La fable de la tourte et de la tique - Géo Plein Air

  • crédit Steve Adams

Cette première partie de la fable, celle de la tourte, vous la connaissez peut-être. C’est l’histoire d’Ectopistes migratorius, la tourte voyageuse. Elle fut un temps l’oiseau le plus abondant en Amérique du Nord ; sa population aurait atteint, au milieu du XIXe siècle, entre trois et cinq milliards d’individus. Oui, vous avez bien lu : des milliards, non des millions. Lointaine cousine de la tourterelle triste de nos villes et banlieues, la tourte vivait dans le centre et l’est des États-Unis et dans le sud-est du Canada (Manitoba, Ontario et Québec).

Au printemps et à l’été, de grandes volées de l’espèce, comptant des milliers d’individus, visitaient la vallée du Saint-Laurent pour s’y nourrir de glands de chênes, de samares d’ormes et d’érables et de grains de céréales.
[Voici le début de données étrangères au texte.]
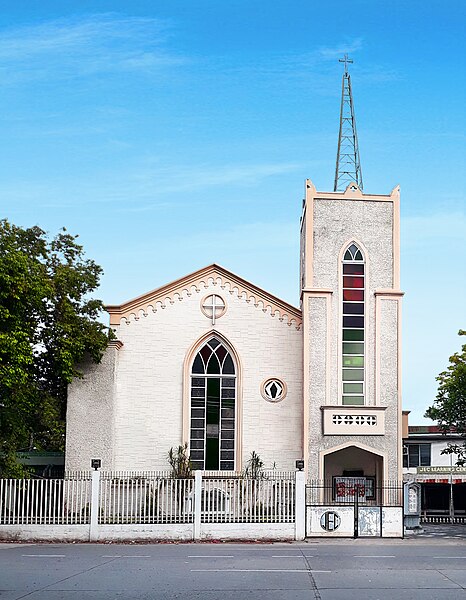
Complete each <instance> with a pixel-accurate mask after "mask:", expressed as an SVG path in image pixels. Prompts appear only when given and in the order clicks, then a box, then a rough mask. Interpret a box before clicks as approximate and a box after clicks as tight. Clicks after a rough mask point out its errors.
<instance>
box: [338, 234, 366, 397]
mask: <svg viewBox="0 0 466 600" xmlns="http://www.w3.org/2000/svg"><path fill="white" fill-rule="evenodd" d="M340 258H341V279H340V290H341V296H340V298H341V300H340V311H341V329H340V331H341V344H340V348H339V356H340V360H339V363H340V369H339V379H340V382H341V383H340V403H341V404H343V405H346V406H358V405H364V404H366V394H367V368H366V367H367V360H366V358H367V357H366V340H367V294H366V291H367V260H366V252H365V250H364V248H363V247H362V245H361V244H360V243H358V242H357V241H355V240H352V241H351V242H349V243H347V244H345V246H344V247H343V250H342V253H341V255H340ZM361 279H362V281H361Z"/></svg>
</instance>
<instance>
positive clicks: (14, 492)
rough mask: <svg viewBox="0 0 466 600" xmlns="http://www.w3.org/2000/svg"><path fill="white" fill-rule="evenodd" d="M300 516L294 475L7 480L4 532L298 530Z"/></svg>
mask: <svg viewBox="0 0 466 600" xmlns="http://www.w3.org/2000/svg"><path fill="white" fill-rule="evenodd" d="M303 485H304V484H303ZM303 489H304V487H303ZM295 518H296V484H295V474H294V473H286V474H285V473H277V472H272V473H270V474H267V473H264V474H262V475H261V476H260V477H258V478H250V477H245V476H244V475H240V474H237V475H235V476H231V474H222V475H219V474H218V473H217V474H216V476H213V475H210V474H208V475H206V474H205V473H200V472H197V473H196V477H195V478H186V479H176V478H173V477H171V476H170V475H169V474H167V473H159V472H147V471H146V472H99V471H94V472H79V473H66V474H65V479H62V480H61V479H52V480H34V479H30V480H15V479H3V480H0V529H1V526H3V525H86V524H89V525H90V527H91V528H92V527H94V528H98V527H99V526H101V525H118V526H120V525H121V526H125V525H146V524H147V525H150V524H153V525H156V524H162V525H171V524H172V525H176V524H194V523H195V522H198V523H199V524H200V523H205V524H215V523H224V524H248V523H249V524H251V523H260V524H264V523H265V524H267V523H269V524H274V523H275V524H285V523H286V524H288V523H289V524H292V523H294V522H295ZM198 529H199V526H198Z"/></svg>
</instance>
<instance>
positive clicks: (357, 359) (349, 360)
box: [343, 356, 364, 367]
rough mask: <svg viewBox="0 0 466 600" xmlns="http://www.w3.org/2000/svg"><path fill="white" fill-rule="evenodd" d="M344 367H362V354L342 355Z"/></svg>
mask: <svg viewBox="0 0 466 600" xmlns="http://www.w3.org/2000/svg"><path fill="white" fill-rule="evenodd" d="M343 366H344V367H363V366H364V356H344V357H343Z"/></svg>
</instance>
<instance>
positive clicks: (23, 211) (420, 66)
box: [0, 0, 466, 424]
mask: <svg viewBox="0 0 466 600" xmlns="http://www.w3.org/2000/svg"><path fill="white" fill-rule="evenodd" d="M465 17H466V3H465V2H464V1H463V0H443V2H440V1H437V0H428V1H426V0H423V1H422V2H421V1H419V0H410V1H409V2H406V0H402V1H399V0H390V1H388V2H383V3H382V2H373V1H371V0H352V1H351V3H348V2H347V1H346V2H340V1H332V0H329V1H328V2H317V1H312V0H287V1H286V2H285V1H284V0H272V1H270V0H268V1H265V0H235V1H233V0H157V1H156V2H154V1H153V0H151V1H140V0H132V1H131V2H128V1H126V2H122V1H118V0H113V1H111V2H110V1H105V0H99V1H97V2H96V1H95V0H92V1H86V0H79V1H77V0H68V1H67V2H63V1H62V0H56V1H54V2H52V1H47V0H41V1H40V2H30V0H14V1H13V0H12V1H9V0H4V1H3V2H2V11H1V15H0V28H1V31H0V89H1V94H0V131H1V139H2V144H1V146H0V172H1V177H0V205H1V207H2V211H1V212H2V213H3V216H6V217H7V218H8V219H10V220H11V221H12V222H14V223H16V224H18V225H22V226H30V225H34V224H38V225H40V226H41V227H42V228H43V229H46V230H47V231H49V232H51V233H55V232H56V231H57V230H58V229H59V228H60V227H63V226H65V227H66V228H67V229H68V230H69V231H70V232H72V233H77V234H79V236H80V240H81V243H82V244H83V245H84V247H85V249H86V252H87V255H88V256H89V257H91V258H93V259H94V260H96V261H97V262H98V263H99V264H101V265H102V267H103V268H104V271H105V275H104V277H103V279H102V285H101V288H100V290H99V294H98V296H99V297H101V298H102V299H103V300H104V302H106V303H109V304H116V303H119V302H122V301H124V300H126V299H129V298H132V297H134V296H136V295H138V294H140V293H143V292H146V291H148V290H150V289H153V288H155V287H157V286H159V285H162V284H164V283H166V282H167V281H171V280H173V279H176V278H178V277H180V276H182V275H184V274H187V273H189V272H191V271H193V270H195V269H198V268H200V267H203V266H205V265H207V264H210V263H212V262H217V263H219V264H221V265H222V266H224V267H226V268H228V269H230V270H232V271H233V272H236V273H237V274H239V275H241V276H242V277H244V278H246V279H250V280H251V281H253V282H254V283H256V284H257V285H259V286H261V287H263V288H265V289H266V290H268V291H270V292H272V293H274V294H276V295H278V296H280V297H282V298H283V299H285V300H287V301H289V302H291V303H293V304H295V305H298V303H299V295H298V227H299V216H300V209H301V199H302V197H303V187H304V179H305V178H307V177H309V178H310V179H312V181H313V182H314V183H315V185H316V186H317V188H318V189H320V190H331V189H332V186H333V176H334V169H335V154H336V143H337V133H338V116H339V94H340V87H341V73H342V67H341V65H340V64H339V63H338V58H339V57H341V56H342V54H344V53H345V52H348V53H349V54H350V56H351V57H352V58H353V59H354V61H355V62H354V65H352V66H351V73H352V83H353V91H354V97H355V105H356V116H357V121H358V133H359V143H360V154H361V163H362V170H363V177H364V189H365V191H366V192H368V193H371V192H372V193H389V192H390V190H391V189H392V188H393V187H394V186H395V185H396V184H398V183H399V184H400V185H401V194H402V196H401V197H402V288H403V289H404V291H405V292H406V297H405V301H404V311H403V317H404V334H403V336H404V337H403V378H404V393H403V404H404V408H406V409H409V410H411V411H412V415H411V423H413V424H414V423H419V422H421V421H422V415H423V413H424V410H425V408H426V407H427V406H428V405H429V404H430V403H431V402H432V400H433V398H434V397H435V393H436V382H435V377H436V375H437V374H438V373H439V372H440V371H441V370H443V369H444V368H445V367H446V365H447V361H448V356H449V355H450V354H452V353H453V352H454V351H456V350H457V349H459V347H460V338H458V336H457V335H456V334H457V331H458V329H459V328H460V327H463V328H465V327H466V319H465V305H466V302H465V301H466V289H465V288H466V272H465V254H466V253H465V246H466V244H465V237H466V235H465V232H466V206H465V204H466V203H465V196H466V191H465V188H466V186H465V180H466V150H465V148H466V144H465V133H466V117H465V114H466V111H465V106H466V75H465V55H466V52H465V50H466V48H465V46H466V44H465V35H464V27H465V23H466V18H465Z"/></svg>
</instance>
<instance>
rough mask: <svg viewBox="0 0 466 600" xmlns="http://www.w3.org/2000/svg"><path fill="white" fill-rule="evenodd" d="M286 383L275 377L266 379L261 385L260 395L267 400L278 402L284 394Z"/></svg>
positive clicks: (285, 391)
mask: <svg viewBox="0 0 466 600" xmlns="http://www.w3.org/2000/svg"><path fill="white" fill-rule="evenodd" d="M286 392H287V389H286V383H285V382H284V381H282V380H281V379H278V378H277V377H272V378H270V379H266V380H265V381H264V382H263V383H262V385H261V394H262V397H263V398H265V399H266V400H268V401H269V402H280V400H283V398H284V397H285V396H286Z"/></svg>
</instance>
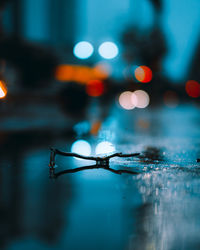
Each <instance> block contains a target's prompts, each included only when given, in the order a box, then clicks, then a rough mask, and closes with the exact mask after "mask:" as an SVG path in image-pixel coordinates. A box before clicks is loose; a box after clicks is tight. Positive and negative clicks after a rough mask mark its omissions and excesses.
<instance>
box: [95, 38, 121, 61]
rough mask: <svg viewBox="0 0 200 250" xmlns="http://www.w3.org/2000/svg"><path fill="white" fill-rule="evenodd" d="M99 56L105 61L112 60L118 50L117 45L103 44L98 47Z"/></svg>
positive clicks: (117, 53)
mask: <svg viewBox="0 0 200 250" xmlns="http://www.w3.org/2000/svg"><path fill="white" fill-rule="evenodd" d="M98 51H99V54H100V56H101V57H103V58H105V59H113V58H115V57H116V56H117V55H118V53H119V49H118V47H117V45H116V44H115V43H113V42H104V43H102V44H101V45H100V46H99V50H98Z"/></svg>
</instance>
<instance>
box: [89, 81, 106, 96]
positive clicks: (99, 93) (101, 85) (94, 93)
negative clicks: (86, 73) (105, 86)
mask: <svg viewBox="0 0 200 250" xmlns="http://www.w3.org/2000/svg"><path fill="white" fill-rule="evenodd" d="M86 93H87V94H88V95H89V96H92V97H98V96H101V95H102V94H103V93H104V84H103V82H102V81H100V80H91V81H89V82H88V84H87V85H86Z"/></svg>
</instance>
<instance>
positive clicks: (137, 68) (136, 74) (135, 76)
mask: <svg viewBox="0 0 200 250" xmlns="http://www.w3.org/2000/svg"><path fill="white" fill-rule="evenodd" d="M134 73H135V78H136V79H137V80H138V81H139V82H143V83H147V82H150V81H151V80H152V75H153V74H152V71H151V69H150V68H149V67H147V66H139V67H137V68H136V69H135V72H134Z"/></svg>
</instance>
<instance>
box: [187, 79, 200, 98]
mask: <svg viewBox="0 0 200 250" xmlns="http://www.w3.org/2000/svg"><path fill="white" fill-rule="evenodd" d="M185 90H186V92H187V94H188V95H189V96H190V97H193V98H197V97H200V84H199V83H198V82H197V81H194V80H189V81H187V83H186V86H185Z"/></svg>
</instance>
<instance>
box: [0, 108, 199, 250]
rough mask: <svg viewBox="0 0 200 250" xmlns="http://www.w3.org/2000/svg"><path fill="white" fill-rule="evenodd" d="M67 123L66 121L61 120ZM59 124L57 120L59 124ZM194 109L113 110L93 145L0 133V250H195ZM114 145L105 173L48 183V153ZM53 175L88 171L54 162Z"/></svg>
mask: <svg viewBox="0 0 200 250" xmlns="http://www.w3.org/2000/svg"><path fill="white" fill-rule="evenodd" d="M62 122H63V121H62ZM58 123H59V121H58ZM199 128H200V116H199V109H198V108H195V107H191V106H182V107H178V108H175V109H167V108H162V109H161V108H159V109H155V110H151V109H145V110H134V111H123V110H118V109H114V110H113V111H112V112H111V115H110V116H109V117H108V118H107V119H106V120H105V122H104V123H103V126H102V128H101V130H100V131H99V134H98V136H97V137H90V136H86V137H84V136H82V137H81V135H80V136H79V137H78V138H77V137H76V138H75V137H74V138H73V137H70V136H69V135H68V133H66V132H65V131H64V130H62V131H60V130H59V129H57V130H56V129H53V130H50V129H35V128H34V129H32V130H30V129H29V130H28V129H27V130H23V131H22V132H20V131H21V130H16V131H14V132H13V131H12V130H8V131H5V130H4V132H1V136H0V145H1V159H0V221H1V224H0V249H6V250H18V249H20V250H27V249H30V250H32V249H33V250H35V249H38V250H40V249H41V250H43V249H45V250H46V249H52V250H55V249H56V250H57V249H58V250H59V249H69V250H73V249H78V250H79V249H88V250H90V249H92V250H94V249H95V250H102V249H104V250H106V249H109V250H110V249H114V250H117V249H119V250H121V249H123V250H129V249H135V250H137V249H140V250H177V249H179V250H183V249H184V250H190V249H192V250H196V249H200V237H199V233H200V163H197V162H196V160H197V158H200V129H199ZM77 139H84V140H87V141H88V142H89V143H90V144H91V146H92V154H93V155H94V154H95V151H94V149H95V147H96V146H97V145H98V144H99V143H100V142H102V141H109V142H110V143H112V144H113V145H114V147H115V149H116V151H117V152H122V153H126V154H128V153H135V152H139V153H141V155H140V156H139V157H134V158H117V157H116V158H113V159H112V160H111V163H110V167H112V168H113V169H126V170H131V171H134V172H136V173H137V174H134V175H132V174H121V175H120V174H115V173H112V172H110V171H107V170H105V169H91V170H85V171H80V172H77V173H73V174H64V175H61V176H59V177H58V178H56V179H50V178H49V169H48V164H49V156H50V151H49V146H53V147H55V148H58V149H60V150H63V151H69V150H70V148H71V146H72V144H73V143H74V141H75V140H77ZM56 164H57V168H56V171H57V172H59V171H62V170H64V169H71V168H76V167H80V166H86V165H88V164H93V162H92V163H89V162H88V161H87V162H85V161H83V160H81V161H80V160H77V159H74V158H67V157H62V156H57V158H56Z"/></svg>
Des envolées si denses, si étendues, selon les témoignages de l’époque, qu’elles auraient obscurci le soleil durant des journées entières. Comme une rivière de plumes dans le ciel. On raconte aussi que lorsque les tourtes se perchaient, les branches des arbres se brisaient sous le poids de tant d’oiseaux. Personne n’aurait pu imaginer qu’un jour, l’espèce allait disparaître de la surface de la Terre. C’est pourtant ce qui arriva, car on la chassa sans ménagement, au fusil et de bien d’autres manières, par exemple en tendant de larges filets ou en abattant les arbres sur lesquels les individus se perchaient pour ensuite tuer à coups de bâton tous ceux qui n’arrivaient pas à s’enfuir. L’espèce déclina rapidement et finit par s’éteindre en septembre 1914, au moment où mourut son dernier représentant, une femelle nommée Martha, gardée en captivité au zoo de Cincinnati.

La seconde partie de la fable, celle qui concerne la tique, vous ne la connaissez sans doute pas. Il y a quelques années, des chercheurs ont émis l’hypothèse que la disparition de la tourte avait joué un rôle important dans la progression d’une maladie qui touche aujourd’hui les humains d’Amérique du Nord, celle de Lyme. Comment est-ce possible ? Tout simplement parce que surabondantes à l’époque, les tourtes entraient en compétition avec de nombreuses autres espèces se nourrissant de fruits, de noix et de graines, dont la souris à pattes blanches. La disparition de l’oiseau dans les écosystèmes naturels du continent aurait grandement favorisé la souris qui a pu, dès lors, compter sur des quantités inespérées de nourriture. Dans les décennies suivantes, sa population aurait considérablement augmenté.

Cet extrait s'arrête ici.